And the most important title they have in my eyes is they are my daughter’s godparents.

While the whole congregation is asked to support the baptized in their life in Christ – the godparents’ job is to help the child remember. To remember the outward and visible sign of that inward and spiritual grace. The indissoluble relationship that child has forever and always with the God of Love.

I remember asking them to be godparents, having lunch at their apartment on a Sunday after church. They were surprised and deeply moved. We hadn’t known each other long – just a couple of years through our church – but we’d spent significant time together and had some deep and meaningful conversations.

We were different in many ways - -without church I’m sure we never would have met, its one of the best parts of church life, I think, you connect with people that you never would through professional or social circumstances. We loved talking about God and faith – and community. The gift of being part of a faith community that cared and worked at building people up in love.

I remember feeling their joy to have been asked – and my joy that they said yes! Joy that has become gratitude every year, because every year – for 15 years now – right around April 2nd they reach out to my daughter to remind her, and me – of the sacramental goodness that she shares with all of us. They remind her that she is a beloved child of God – sealed by the Holy Spirit – and marked as Christ’s own, forever.

Jesus, remember me – is what the thief asks in this morning's gospel. He doesn’t want to be remembered for what he has done or left undone.

The man who hangs with Jesus wants to be seen and brought forward when Jesus comes into his own. When Jesus comes into his power and glory – not the kind of power we associate with kingdoms – but the power of a boundless and all encompassing love.
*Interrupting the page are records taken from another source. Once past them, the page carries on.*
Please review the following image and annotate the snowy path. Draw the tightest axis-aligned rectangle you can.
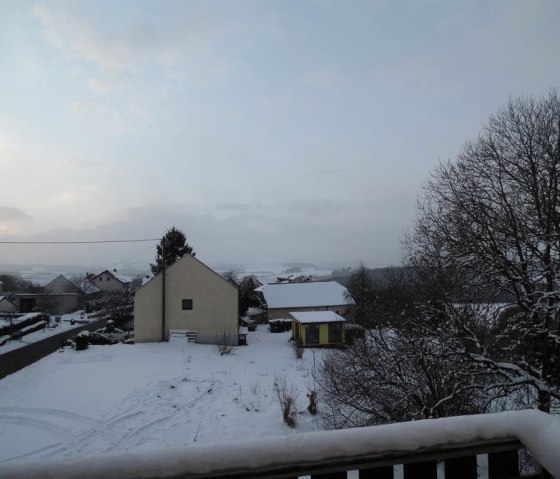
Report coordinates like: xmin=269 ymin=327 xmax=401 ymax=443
xmin=0 ymin=326 xmax=321 ymax=463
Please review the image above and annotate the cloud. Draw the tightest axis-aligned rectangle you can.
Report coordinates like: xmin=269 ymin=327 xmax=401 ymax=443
xmin=0 ymin=206 xmax=31 ymax=221
xmin=33 ymin=4 xmax=137 ymax=70
xmin=87 ymin=78 xmax=124 ymax=93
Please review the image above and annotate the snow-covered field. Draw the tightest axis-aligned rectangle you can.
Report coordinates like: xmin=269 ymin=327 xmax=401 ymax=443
xmin=0 ymin=325 xmax=322 ymax=463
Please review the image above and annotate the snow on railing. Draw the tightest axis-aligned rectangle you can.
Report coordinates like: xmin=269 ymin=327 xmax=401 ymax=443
xmin=0 ymin=410 xmax=560 ymax=479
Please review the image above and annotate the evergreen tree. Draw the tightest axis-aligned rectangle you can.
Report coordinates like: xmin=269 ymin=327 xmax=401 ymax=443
xmin=150 ymin=226 xmax=196 ymax=275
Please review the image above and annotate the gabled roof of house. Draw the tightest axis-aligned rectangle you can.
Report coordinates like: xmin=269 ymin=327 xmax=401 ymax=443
xmin=258 ymin=281 xmax=348 ymax=308
xmin=90 ymin=269 xmax=132 ymax=284
xmin=290 ymin=311 xmax=346 ymax=324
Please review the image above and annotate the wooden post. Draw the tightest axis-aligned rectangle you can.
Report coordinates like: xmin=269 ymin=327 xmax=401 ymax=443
xmin=488 ymin=449 xmax=519 ymax=479
xmin=444 ymin=456 xmax=478 ymax=479
xmin=403 ymin=461 xmax=437 ymax=479
xmin=359 ymin=466 xmax=393 ymax=479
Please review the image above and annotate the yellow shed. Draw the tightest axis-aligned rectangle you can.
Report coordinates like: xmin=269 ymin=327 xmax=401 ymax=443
xmin=290 ymin=311 xmax=346 ymax=347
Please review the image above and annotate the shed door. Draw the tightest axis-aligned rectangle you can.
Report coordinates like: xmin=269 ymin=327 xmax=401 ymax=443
xmin=305 ymin=324 xmax=319 ymax=344
xmin=329 ymin=323 xmax=342 ymax=344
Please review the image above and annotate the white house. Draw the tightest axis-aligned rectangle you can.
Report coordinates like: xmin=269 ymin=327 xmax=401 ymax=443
xmin=134 ymin=255 xmax=239 ymax=345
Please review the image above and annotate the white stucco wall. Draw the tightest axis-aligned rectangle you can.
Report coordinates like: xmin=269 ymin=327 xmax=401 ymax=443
xmin=134 ymin=255 xmax=238 ymax=344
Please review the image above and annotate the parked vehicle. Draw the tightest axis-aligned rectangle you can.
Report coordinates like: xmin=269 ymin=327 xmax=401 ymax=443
xmin=95 ymin=327 xmax=130 ymax=342
xmin=89 ymin=331 xmax=119 ymax=345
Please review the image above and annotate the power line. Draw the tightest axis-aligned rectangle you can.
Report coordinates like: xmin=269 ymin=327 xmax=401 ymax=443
xmin=0 ymin=238 xmax=161 ymax=244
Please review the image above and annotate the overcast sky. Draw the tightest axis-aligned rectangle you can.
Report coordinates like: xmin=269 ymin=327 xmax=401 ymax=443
xmin=0 ymin=0 xmax=560 ymax=266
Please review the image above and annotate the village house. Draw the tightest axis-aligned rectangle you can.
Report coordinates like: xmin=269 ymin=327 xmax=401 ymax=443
xmin=289 ymin=311 xmax=346 ymax=347
xmin=257 ymin=281 xmax=349 ymax=321
xmin=43 ymin=274 xmax=78 ymax=294
xmin=88 ymin=269 xmax=132 ymax=293
xmin=134 ymin=255 xmax=239 ymax=345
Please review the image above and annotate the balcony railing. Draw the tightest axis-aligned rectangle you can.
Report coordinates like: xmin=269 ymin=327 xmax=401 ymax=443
xmin=0 ymin=411 xmax=560 ymax=479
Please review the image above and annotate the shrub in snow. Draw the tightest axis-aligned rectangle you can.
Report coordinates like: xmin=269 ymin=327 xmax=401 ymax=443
xmin=216 ymin=331 xmax=234 ymax=356
xmin=274 ymin=375 xmax=298 ymax=428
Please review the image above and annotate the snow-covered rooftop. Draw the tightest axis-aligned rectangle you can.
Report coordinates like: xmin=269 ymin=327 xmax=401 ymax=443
xmin=258 ymin=281 xmax=348 ymax=308
xmin=290 ymin=311 xmax=346 ymax=324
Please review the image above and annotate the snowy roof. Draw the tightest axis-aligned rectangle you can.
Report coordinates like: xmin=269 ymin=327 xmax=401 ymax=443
xmin=259 ymin=281 xmax=348 ymax=308
xmin=290 ymin=311 xmax=346 ymax=323
xmin=91 ymin=269 xmax=132 ymax=284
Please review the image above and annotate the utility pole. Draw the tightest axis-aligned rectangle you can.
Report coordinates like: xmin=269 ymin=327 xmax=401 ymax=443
xmin=161 ymin=244 xmax=165 ymax=342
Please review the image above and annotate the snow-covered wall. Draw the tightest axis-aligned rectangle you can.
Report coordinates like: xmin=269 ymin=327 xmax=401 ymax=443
xmin=0 ymin=410 xmax=560 ymax=479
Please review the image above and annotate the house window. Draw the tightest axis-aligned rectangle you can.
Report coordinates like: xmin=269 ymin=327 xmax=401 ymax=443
xmin=329 ymin=323 xmax=342 ymax=343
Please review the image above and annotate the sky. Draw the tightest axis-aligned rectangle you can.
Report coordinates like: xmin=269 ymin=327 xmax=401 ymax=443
xmin=0 ymin=0 xmax=560 ymax=266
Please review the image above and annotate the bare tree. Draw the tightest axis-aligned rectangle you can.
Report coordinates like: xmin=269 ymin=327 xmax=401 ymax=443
xmin=407 ymin=91 xmax=560 ymax=411
xmin=316 ymin=302 xmax=488 ymax=428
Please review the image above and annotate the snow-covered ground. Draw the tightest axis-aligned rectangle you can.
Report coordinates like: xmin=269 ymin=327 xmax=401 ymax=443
xmin=0 ymin=325 xmax=322 ymax=463
xmin=0 ymin=311 xmax=95 ymax=354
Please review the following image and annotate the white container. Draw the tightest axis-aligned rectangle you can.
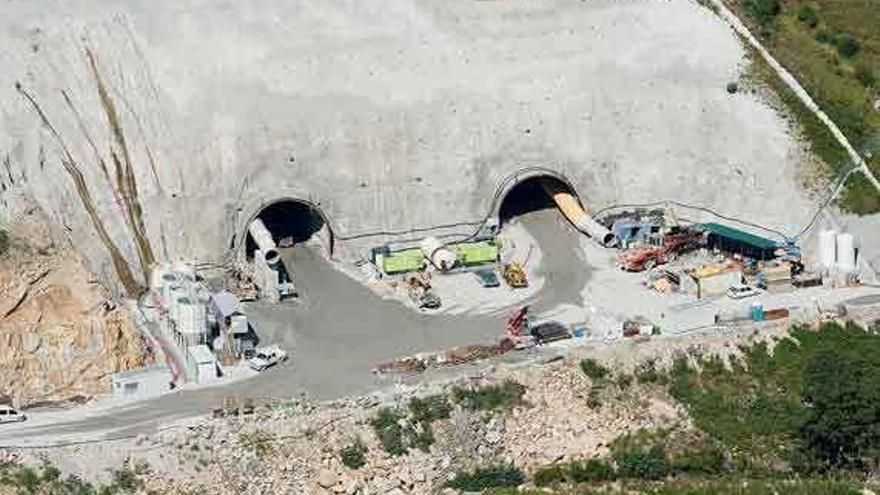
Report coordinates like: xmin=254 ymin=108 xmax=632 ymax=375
xmin=837 ymin=234 xmax=856 ymax=273
xmin=420 ymin=237 xmax=458 ymax=272
xmin=819 ymin=230 xmax=837 ymax=270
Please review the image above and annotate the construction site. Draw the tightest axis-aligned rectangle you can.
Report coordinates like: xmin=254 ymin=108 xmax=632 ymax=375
xmin=0 ymin=0 xmax=880 ymax=460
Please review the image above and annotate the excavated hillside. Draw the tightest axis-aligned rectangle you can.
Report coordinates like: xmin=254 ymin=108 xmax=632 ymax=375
xmin=0 ymin=0 xmax=811 ymax=296
xmin=0 ymin=211 xmax=151 ymax=406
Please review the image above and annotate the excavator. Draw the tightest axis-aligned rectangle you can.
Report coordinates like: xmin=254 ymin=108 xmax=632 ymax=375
xmin=505 ymin=306 xmax=535 ymax=349
xmin=501 ymin=261 xmax=529 ymax=289
xmin=617 ymin=230 xmax=705 ymax=272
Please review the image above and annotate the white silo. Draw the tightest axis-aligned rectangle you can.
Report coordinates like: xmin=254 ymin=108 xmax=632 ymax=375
xmin=837 ymin=233 xmax=856 ymax=273
xmin=819 ymin=230 xmax=837 ymax=270
xmin=420 ymin=237 xmax=458 ymax=272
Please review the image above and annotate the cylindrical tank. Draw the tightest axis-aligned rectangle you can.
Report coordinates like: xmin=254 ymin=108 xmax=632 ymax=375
xmin=819 ymin=230 xmax=837 ymax=270
xmin=420 ymin=237 xmax=458 ymax=272
xmin=248 ymin=218 xmax=280 ymax=265
xmin=837 ymin=233 xmax=856 ymax=273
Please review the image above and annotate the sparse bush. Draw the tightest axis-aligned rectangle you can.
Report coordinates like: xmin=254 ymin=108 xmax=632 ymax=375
xmin=452 ymin=380 xmax=526 ymax=411
xmin=370 ymin=407 xmax=409 ymax=456
xmin=798 ymin=5 xmax=819 ymax=28
xmin=534 ymin=464 xmax=568 ymax=486
xmin=339 ymin=438 xmax=367 ymax=469
xmin=814 ymin=29 xmax=835 ymax=45
xmin=446 ymin=464 xmax=525 ymax=492
xmin=743 ymin=0 xmax=781 ymax=35
xmin=409 ymin=394 xmax=452 ymax=423
xmin=835 ymin=34 xmax=860 ymax=58
xmin=581 ymin=358 xmax=608 ymax=381
xmin=568 ymin=459 xmax=615 ymax=483
xmin=614 ymin=444 xmax=669 ymax=480
xmin=670 ymin=446 xmax=724 ymax=475
xmin=856 ymin=63 xmax=877 ymax=88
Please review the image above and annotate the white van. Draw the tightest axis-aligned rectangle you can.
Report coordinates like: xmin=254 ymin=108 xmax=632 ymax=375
xmin=0 ymin=404 xmax=27 ymax=424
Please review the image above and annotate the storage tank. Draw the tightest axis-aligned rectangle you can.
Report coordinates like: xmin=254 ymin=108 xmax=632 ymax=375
xmin=420 ymin=237 xmax=458 ymax=272
xmin=819 ymin=230 xmax=837 ymax=270
xmin=837 ymin=233 xmax=856 ymax=273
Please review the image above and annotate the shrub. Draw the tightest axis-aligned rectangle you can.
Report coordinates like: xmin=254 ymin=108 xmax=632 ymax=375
xmin=581 ymin=358 xmax=608 ymax=381
xmin=446 ymin=464 xmax=525 ymax=492
xmin=614 ymin=444 xmax=669 ymax=480
xmin=743 ymin=0 xmax=780 ymax=32
xmin=409 ymin=394 xmax=452 ymax=422
xmin=856 ymin=64 xmax=877 ymax=88
xmin=534 ymin=464 xmax=568 ymax=486
xmin=452 ymin=380 xmax=526 ymax=411
xmin=835 ymin=34 xmax=859 ymax=58
xmin=339 ymin=438 xmax=367 ymax=469
xmin=370 ymin=407 xmax=409 ymax=456
xmin=671 ymin=446 xmax=724 ymax=474
xmin=568 ymin=459 xmax=615 ymax=483
xmin=798 ymin=5 xmax=819 ymax=28
xmin=814 ymin=29 xmax=835 ymax=45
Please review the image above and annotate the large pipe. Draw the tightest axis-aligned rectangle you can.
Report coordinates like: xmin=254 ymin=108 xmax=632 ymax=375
xmin=541 ymin=180 xmax=614 ymax=247
xmin=248 ymin=218 xmax=281 ymax=265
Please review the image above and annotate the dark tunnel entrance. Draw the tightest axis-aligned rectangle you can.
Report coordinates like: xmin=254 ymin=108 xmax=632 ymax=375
xmin=245 ymin=199 xmax=333 ymax=259
xmin=498 ymin=175 xmax=576 ymax=225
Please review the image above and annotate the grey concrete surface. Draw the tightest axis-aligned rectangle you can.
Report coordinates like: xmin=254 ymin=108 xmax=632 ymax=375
xmin=0 ymin=210 xmax=587 ymax=445
xmin=0 ymin=0 xmax=810 ymax=294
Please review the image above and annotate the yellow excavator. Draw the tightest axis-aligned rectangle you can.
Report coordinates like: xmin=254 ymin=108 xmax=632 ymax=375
xmin=501 ymin=261 xmax=529 ymax=289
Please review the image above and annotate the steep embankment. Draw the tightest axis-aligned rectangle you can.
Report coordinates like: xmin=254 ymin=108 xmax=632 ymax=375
xmin=0 ymin=215 xmax=149 ymax=406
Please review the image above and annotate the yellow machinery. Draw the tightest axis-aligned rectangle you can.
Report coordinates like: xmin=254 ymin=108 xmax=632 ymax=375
xmin=502 ymin=261 xmax=529 ymax=289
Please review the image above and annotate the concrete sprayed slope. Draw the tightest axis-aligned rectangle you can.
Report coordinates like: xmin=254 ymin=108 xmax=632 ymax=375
xmin=0 ymin=0 xmax=806 ymax=286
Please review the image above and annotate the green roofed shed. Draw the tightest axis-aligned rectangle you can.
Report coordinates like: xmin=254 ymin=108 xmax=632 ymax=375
xmin=700 ymin=222 xmax=779 ymax=260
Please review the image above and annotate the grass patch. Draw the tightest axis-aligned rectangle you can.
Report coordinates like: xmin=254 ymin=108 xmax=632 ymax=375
xmin=339 ymin=438 xmax=367 ymax=469
xmin=725 ymin=0 xmax=880 ymax=214
xmin=452 ymin=380 xmax=526 ymax=411
xmin=669 ymin=323 xmax=880 ymax=473
xmin=446 ymin=464 xmax=526 ymax=492
xmin=581 ymin=358 xmax=609 ymax=380
xmin=370 ymin=394 xmax=452 ymax=457
xmin=0 ymin=463 xmax=143 ymax=495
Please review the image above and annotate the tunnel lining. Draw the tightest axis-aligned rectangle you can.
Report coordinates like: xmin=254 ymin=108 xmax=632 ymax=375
xmin=237 ymin=197 xmax=335 ymax=259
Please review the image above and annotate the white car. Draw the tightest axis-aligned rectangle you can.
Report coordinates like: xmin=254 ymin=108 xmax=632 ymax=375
xmin=727 ymin=285 xmax=761 ymax=299
xmin=248 ymin=345 xmax=287 ymax=371
xmin=0 ymin=405 xmax=27 ymax=423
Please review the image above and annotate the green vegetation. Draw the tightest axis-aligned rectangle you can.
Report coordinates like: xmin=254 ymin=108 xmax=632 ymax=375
xmin=452 ymin=380 xmax=526 ymax=411
xmin=339 ymin=438 xmax=367 ymax=469
xmin=726 ymin=0 xmax=880 ymax=214
xmin=485 ymin=478 xmax=862 ymax=495
xmin=534 ymin=459 xmax=616 ymax=486
xmin=581 ymin=358 xmax=608 ymax=380
xmin=0 ymin=464 xmax=143 ymax=495
xmin=670 ymin=323 xmax=880 ymax=472
xmin=446 ymin=464 xmax=525 ymax=492
xmin=370 ymin=395 xmax=452 ymax=456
He wants Jesus to bring him – to that.

And Jesus says – you bet I will. Truly I tell you, today, today you will be with me in Paradise. He doesn’t say kingdom – because Paradise is the Garden. Paradise is that place of restored relationship and communion with God – the garden of God’s creation – where everything is good. And yes, Jesus promises to bring forth that man, that criminal, to be remembered. To be seen. Because he too is eternally a part of that goodness.

The interesting thing is, every single Sunday, Jesus asks us the same question. Jesus asks us to remember him!

Whenever you eat this bread – or drink this cup – do this in remembrance of me. What do we remember of Jesus when we open our hands to receive? What aspects of Jesus life do we reconstitute – do we bring forward into our hearts and minds.

Do we bring forward forgiveness – maybe to break us out of cycle of blame – even if forgiveness is simply letting go – Father forgive them for they know not what they do?

Do we bring forward – do we remember – that on the night before Jesus died he told his followers – I have said these things to you so that my joy may be in you and your joy may be complete? Maybe to break the cycle of our judgmental or critical thoughts – because at the heart of our faith is joy, not judgement?

Do we remember – do we bring forward the truth that God – shared our human nature, lived and died as one of us – which means everything we are is in the process of becoming holy – as Jesus was holy? In Christ, through Christ, with Christ – there is a pattern of living available to all of us right now – to enable us to move towards wholeness – which is holiness.

As we give thanks for the reign of Christ – on the Sunday before a new beginning – another Advent time of waiting for the birth of Jesus – what do you need to remember? Who do you need to remember, bring forward into your present?

In this Thanksgiving week that is grounded in gratitude, what, who, do you need to remember to remind you of the way of love. The reign of Christ in front of us right now. What about God do you need to remember? Amen.